Trois personnages créent l'intrigue de ce roman. Deux crapules et un salaud.

Le lieutenant d''Aulnay-Pradelle, un arriviste sans scrupule, qui n'hésite pas à tuer ses propres soldats d'une balle dans le dos 10 jours avant la fin du conflit, et ce pour gagner du galon. Mariage d'argent, multiples maîtresses, et trafic de cercueils pour les défunts de la guerre, rien ne l'arrête. Impossible de lui trouver la moindre once de philanthropie. A piéger le lecteur qui se languit de savoir si la justice triomphera de ce salopard.
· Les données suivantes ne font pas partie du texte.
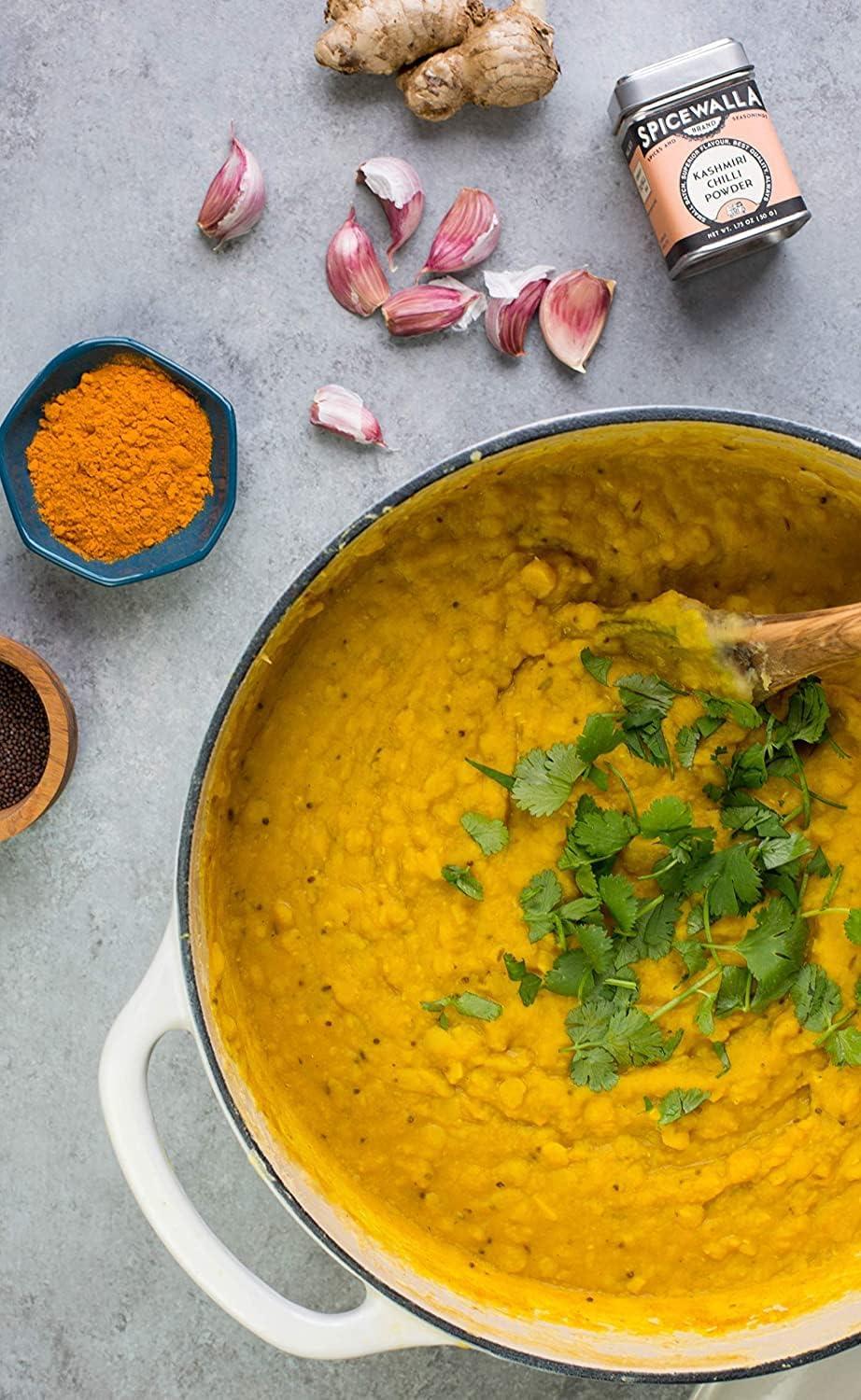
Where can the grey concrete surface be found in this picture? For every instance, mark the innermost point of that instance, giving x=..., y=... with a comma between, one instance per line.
x=114, y=118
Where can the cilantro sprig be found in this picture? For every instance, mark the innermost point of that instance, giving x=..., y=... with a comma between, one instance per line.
x=752, y=865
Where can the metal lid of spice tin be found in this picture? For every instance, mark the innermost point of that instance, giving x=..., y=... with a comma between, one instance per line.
x=662, y=80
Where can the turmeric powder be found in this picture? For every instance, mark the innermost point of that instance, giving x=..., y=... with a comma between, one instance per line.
x=122, y=461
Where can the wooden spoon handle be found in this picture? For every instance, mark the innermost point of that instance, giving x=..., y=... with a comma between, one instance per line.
x=790, y=646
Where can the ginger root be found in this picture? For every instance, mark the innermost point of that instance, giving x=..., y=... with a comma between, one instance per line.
x=451, y=52
x=505, y=61
x=386, y=35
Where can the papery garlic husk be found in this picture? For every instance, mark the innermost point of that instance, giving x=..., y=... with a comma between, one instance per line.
x=466, y=235
x=572, y=314
x=513, y=299
x=444, y=304
x=344, y=412
x=353, y=271
x=235, y=198
x=400, y=190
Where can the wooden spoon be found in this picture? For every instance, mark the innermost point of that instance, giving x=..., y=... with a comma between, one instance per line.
x=737, y=654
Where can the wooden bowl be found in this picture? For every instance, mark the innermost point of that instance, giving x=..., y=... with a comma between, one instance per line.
x=64, y=738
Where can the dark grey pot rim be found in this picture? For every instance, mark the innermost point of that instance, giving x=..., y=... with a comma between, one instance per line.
x=490, y=447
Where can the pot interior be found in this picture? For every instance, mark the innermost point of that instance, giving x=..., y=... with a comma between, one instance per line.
x=728, y=512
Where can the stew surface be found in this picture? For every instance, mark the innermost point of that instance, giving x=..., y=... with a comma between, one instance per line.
x=466, y=1148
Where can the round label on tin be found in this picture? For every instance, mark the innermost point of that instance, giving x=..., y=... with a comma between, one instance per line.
x=724, y=179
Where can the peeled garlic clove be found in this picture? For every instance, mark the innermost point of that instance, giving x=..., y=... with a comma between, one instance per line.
x=235, y=198
x=466, y=235
x=400, y=190
x=572, y=314
x=344, y=412
x=437, y=305
x=513, y=299
x=353, y=271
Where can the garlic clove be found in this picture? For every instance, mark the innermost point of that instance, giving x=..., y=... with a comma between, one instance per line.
x=353, y=272
x=572, y=314
x=235, y=198
x=444, y=304
x=513, y=299
x=466, y=235
x=344, y=412
x=400, y=190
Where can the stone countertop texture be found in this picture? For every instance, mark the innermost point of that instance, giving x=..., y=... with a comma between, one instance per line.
x=114, y=120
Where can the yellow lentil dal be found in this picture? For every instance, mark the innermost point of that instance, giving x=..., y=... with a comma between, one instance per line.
x=457, y=633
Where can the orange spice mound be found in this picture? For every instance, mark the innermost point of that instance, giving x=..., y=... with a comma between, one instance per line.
x=122, y=461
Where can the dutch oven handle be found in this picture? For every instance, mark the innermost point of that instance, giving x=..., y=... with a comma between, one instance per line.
x=160, y=1005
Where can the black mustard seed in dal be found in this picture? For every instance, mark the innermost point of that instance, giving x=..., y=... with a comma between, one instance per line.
x=24, y=735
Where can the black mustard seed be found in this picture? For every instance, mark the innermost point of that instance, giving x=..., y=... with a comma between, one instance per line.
x=24, y=735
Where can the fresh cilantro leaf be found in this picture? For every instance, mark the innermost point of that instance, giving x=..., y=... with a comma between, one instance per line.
x=687, y=742
x=514, y=966
x=529, y=987
x=529, y=983
x=784, y=882
x=487, y=832
x=678, y=1103
x=844, y=1046
x=818, y=864
x=575, y=910
x=597, y=945
x=704, y=1014
x=731, y=879
x=741, y=711
x=586, y=881
x=600, y=734
x=654, y=932
x=642, y=731
x=748, y=769
x=570, y=974
x=469, y=1004
x=598, y=666
x=816, y=999
x=625, y=1036
x=743, y=812
x=696, y=920
x=693, y=955
x=636, y=688
x=732, y=991
x=720, y=1049
x=617, y=895
x=668, y=819
x=502, y=778
x=774, y=951
x=543, y=778
x=807, y=714
x=634, y=1039
x=600, y=832
x=463, y=879
x=690, y=736
x=782, y=850
x=675, y=871
x=595, y=1070
x=538, y=901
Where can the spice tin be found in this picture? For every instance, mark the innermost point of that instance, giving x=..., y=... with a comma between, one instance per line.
x=706, y=159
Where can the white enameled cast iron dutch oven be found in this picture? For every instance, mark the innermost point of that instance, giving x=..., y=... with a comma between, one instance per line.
x=401, y=1308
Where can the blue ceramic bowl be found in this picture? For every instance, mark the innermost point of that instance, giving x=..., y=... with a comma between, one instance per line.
x=17, y=430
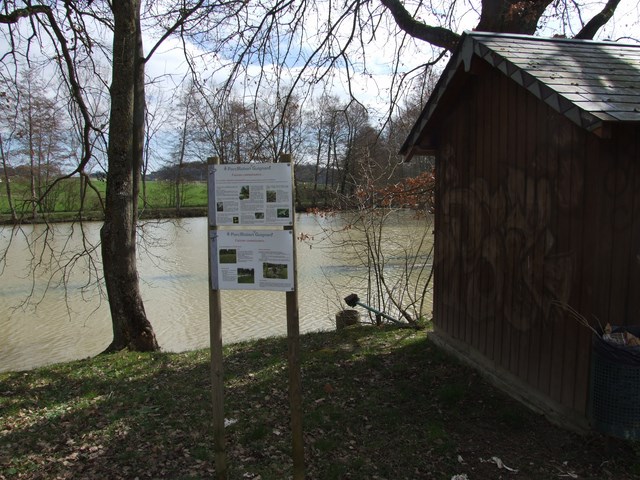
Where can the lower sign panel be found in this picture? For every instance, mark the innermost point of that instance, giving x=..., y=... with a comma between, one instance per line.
x=252, y=260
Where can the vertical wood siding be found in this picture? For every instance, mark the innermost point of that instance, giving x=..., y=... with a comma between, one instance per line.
x=533, y=210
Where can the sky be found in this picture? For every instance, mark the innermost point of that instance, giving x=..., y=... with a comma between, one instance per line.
x=371, y=80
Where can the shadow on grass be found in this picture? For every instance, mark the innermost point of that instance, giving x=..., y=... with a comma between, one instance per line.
x=378, y=403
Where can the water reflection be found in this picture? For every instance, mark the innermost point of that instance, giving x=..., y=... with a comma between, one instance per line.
x=74, y=322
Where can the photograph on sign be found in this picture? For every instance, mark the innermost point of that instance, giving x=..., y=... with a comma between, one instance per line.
x=250, y=194
x=252, y=260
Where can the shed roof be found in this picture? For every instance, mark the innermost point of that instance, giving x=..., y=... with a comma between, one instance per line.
x=591, y=83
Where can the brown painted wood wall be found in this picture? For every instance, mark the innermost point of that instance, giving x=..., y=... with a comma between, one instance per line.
x=532, y=210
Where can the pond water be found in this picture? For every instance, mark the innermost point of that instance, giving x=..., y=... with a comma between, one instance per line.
x=70, y=320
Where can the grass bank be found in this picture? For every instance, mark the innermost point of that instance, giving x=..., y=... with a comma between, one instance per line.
x=379, y=403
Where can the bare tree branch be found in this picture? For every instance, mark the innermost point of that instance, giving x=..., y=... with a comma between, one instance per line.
x=598, y=21
x=437, y=36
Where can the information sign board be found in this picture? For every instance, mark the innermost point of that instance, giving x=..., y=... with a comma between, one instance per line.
x=250, y=194
x=252, y=259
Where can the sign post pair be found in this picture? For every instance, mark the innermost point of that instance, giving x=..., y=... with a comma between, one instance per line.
x=252, y=247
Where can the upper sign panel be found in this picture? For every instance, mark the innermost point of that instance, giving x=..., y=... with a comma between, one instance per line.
x=250, y=194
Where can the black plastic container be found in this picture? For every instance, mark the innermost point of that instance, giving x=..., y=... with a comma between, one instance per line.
x=615, y=387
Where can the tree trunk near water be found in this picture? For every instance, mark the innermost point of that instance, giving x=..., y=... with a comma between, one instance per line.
x=131, y=328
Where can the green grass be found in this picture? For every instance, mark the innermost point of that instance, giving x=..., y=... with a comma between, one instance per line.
x=65, y=197
x=378, y=403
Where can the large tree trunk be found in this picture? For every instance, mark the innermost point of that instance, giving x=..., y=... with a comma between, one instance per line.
x=511, y=16
x=131, y=328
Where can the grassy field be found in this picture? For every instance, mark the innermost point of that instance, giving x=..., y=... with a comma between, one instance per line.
x=64, y=200
x=65, y=197
x=379, y=403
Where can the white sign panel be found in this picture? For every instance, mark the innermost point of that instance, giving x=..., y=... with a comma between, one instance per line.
x=249, y=194
x=252, y=260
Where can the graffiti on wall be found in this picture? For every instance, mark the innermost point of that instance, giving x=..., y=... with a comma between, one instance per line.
x=500, y=255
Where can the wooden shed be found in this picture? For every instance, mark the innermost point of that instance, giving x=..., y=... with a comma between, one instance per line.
x=537, y=147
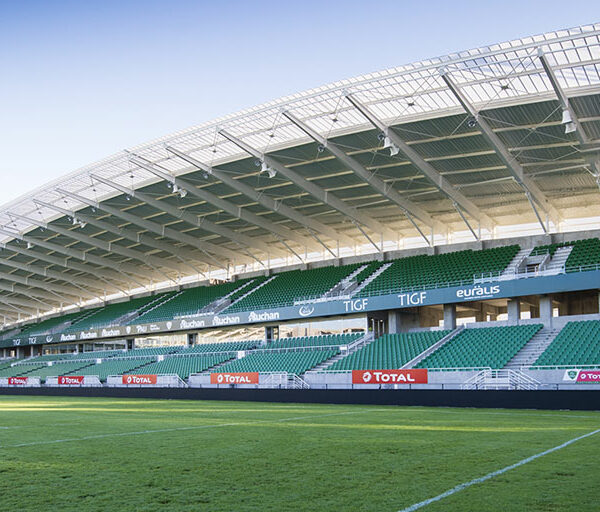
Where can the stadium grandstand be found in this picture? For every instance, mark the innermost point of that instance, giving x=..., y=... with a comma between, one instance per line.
x=431, y=225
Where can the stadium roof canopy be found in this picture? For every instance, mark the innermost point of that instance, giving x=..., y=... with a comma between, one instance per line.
x=467, y=143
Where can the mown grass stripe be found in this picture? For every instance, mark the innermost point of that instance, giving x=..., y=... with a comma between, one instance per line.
x=493, y=474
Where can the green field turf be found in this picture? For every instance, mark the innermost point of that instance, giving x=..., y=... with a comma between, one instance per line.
x=109, y=455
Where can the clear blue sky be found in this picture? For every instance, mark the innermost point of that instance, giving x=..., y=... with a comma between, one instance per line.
x=82, y=79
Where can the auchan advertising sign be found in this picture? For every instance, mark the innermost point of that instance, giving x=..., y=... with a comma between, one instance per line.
x=17, y=381
x=418, y=376
x=70, y=380
x=139, y=380
x=234, y=378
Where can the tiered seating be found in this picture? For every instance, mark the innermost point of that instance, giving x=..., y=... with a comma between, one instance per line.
x=291, y=362
x=229, y=346
x=117, y=367
x=293, y=285
x=109, y=314
x=19, y=369
x=98, y=354
x=49, y=357
x=578, y=344
x=367, y=271
x=45, y=326
x=390, y=351
x=189, y=301
x=486, y=347
x=151, y=351
x=6, y=364
x=584, y=256
x=422, y=271
x=548, y=249
x=316, y=341
x=184, y=366
x=58, y=369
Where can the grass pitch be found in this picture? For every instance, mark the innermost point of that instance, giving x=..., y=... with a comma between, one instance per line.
x=107, y=454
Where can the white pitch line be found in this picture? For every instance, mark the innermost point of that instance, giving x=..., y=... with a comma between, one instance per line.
x=174, y=429
x=493, y=474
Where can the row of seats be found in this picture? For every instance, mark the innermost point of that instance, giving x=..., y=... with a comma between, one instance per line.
x=316, y=341
x=287, y=287
x=421, y=271
x=110, y=315
x=290, y=362
x=190, y=301
x=182, y=366
x=578, y=344
x=485, y=347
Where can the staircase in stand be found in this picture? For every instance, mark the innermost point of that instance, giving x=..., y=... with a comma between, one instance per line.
x=413, y=362
x=533, y=349
x=501, y=379
x=344, y=286
x=371, y=278
x=252, y=291
x=513, y=266
x=353, y=347
x=221, y=303
x=557, y=263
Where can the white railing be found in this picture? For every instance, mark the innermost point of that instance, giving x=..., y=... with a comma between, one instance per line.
x=501, y=379
x=281, y=380
x=561, y=367
x=88, y=381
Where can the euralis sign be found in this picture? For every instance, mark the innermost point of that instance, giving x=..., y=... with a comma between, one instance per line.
x=418, y=376
x=70, y=380
x=17, y=381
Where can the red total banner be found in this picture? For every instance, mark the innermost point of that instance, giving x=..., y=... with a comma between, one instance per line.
x=139, y=380
x=70, y=380
x=418, y=376
x=234, y=378
x=17, y=381
x=589, y=376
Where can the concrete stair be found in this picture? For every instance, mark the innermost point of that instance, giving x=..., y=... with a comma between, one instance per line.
x=413, y=362
x=512, y=267
x=365, y=340
x=557, y=263
x=533, y=349
x=371, y=278
x=252, y=291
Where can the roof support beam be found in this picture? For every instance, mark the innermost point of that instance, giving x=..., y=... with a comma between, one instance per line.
x=566, y=106
x=33, y=293
x=265, y=200
x=313, y=189
x=89, y=287
x=158, y=229
x=53, y=288
x=74, y=253
x=507, y=158
x=386, y=190
x=128, y=234
x=31, y=309
x=26, y=303
x=441, y=183
x=192, y=219
x=65, y=263
x=109, y=247
x=232, y=209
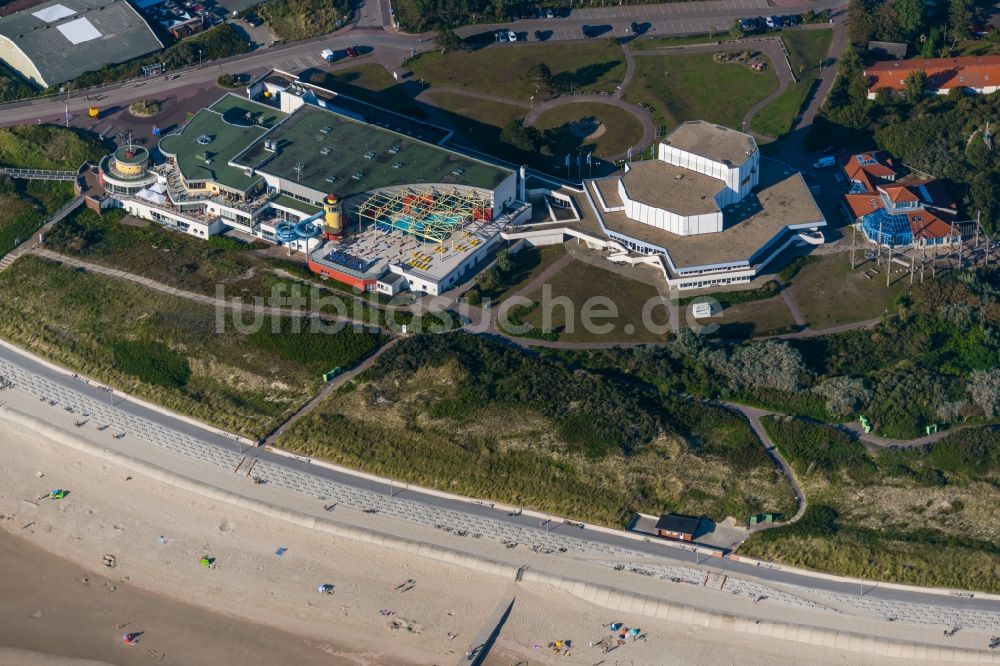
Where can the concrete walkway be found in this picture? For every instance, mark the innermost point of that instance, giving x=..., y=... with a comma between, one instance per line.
x=326, y=391
x=793, y=307
x=31, y=242
x=753, y=415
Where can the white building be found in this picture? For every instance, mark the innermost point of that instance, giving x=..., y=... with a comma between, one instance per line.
x=707, y=212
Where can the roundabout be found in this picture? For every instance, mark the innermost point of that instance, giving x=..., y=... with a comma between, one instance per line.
x=594, y=122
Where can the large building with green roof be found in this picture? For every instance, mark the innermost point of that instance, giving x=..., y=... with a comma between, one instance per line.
x=244, y=164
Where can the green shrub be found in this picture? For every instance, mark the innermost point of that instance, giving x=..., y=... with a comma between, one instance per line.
x=814, y=448
x=152, y=362
x=296, y=341
x=301, y=19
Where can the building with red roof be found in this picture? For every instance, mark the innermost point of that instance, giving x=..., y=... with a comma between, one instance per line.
x=979, y=74
x=897, y=213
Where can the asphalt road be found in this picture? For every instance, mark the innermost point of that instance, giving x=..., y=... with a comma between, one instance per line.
x=665, y=19
x=726, y=565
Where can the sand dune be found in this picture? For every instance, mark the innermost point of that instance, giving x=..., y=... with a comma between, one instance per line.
x=255, y=608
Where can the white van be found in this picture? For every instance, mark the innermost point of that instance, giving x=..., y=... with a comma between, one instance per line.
x=701, y=310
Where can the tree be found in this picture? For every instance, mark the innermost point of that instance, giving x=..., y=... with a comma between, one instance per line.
x=911, y=15
x=843, y=394
x=959, y=18
x=977, y=154
x=448, y=40
x=516, y=134
x=540, y=76
x=886, y=23
x=931, y=44
x=914, y=86
x=983, y=192
x=984, y=389
x=769, y=364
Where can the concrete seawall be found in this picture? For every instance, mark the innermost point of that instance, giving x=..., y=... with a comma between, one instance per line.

Quant à nos crapules, elles sont bien sympathiques et ont des circonstances atténuantes. Édouard sauve la vie d'Albert, mais son exploit le laisse bien amoché. Ce qui liera le destin des deux hommes. Sans ressources, Édouard imagine un plan diabolique : arnaquer la France entière en proposant des monuments à la gloire des morts pour la patrie.

Le piment de l'affaire qui fait transpirer d'angoisse Albert mais aussi le lecteur, c'est qu'Albert a été le témoin des exactions de d'Aunay-Pradelle sur le champ de bataille, et qu'Edouard est le frère de son épouse....

Sans concession, mais avec une dose d'humour (noir), le roman se dévore avec passion. Car l'issue n'est pas manifeste, les nerfs du lecteur sont mis à rude épreuve : tout reste possible jusqu'au dénouement.

C'est superbement écrit, pour ne rien gâcher. La plume de Pierre Lemaitre est̀ donc une valeur sûre sur la scène de cette rentrée littéraire et espérons-le bien, au delà.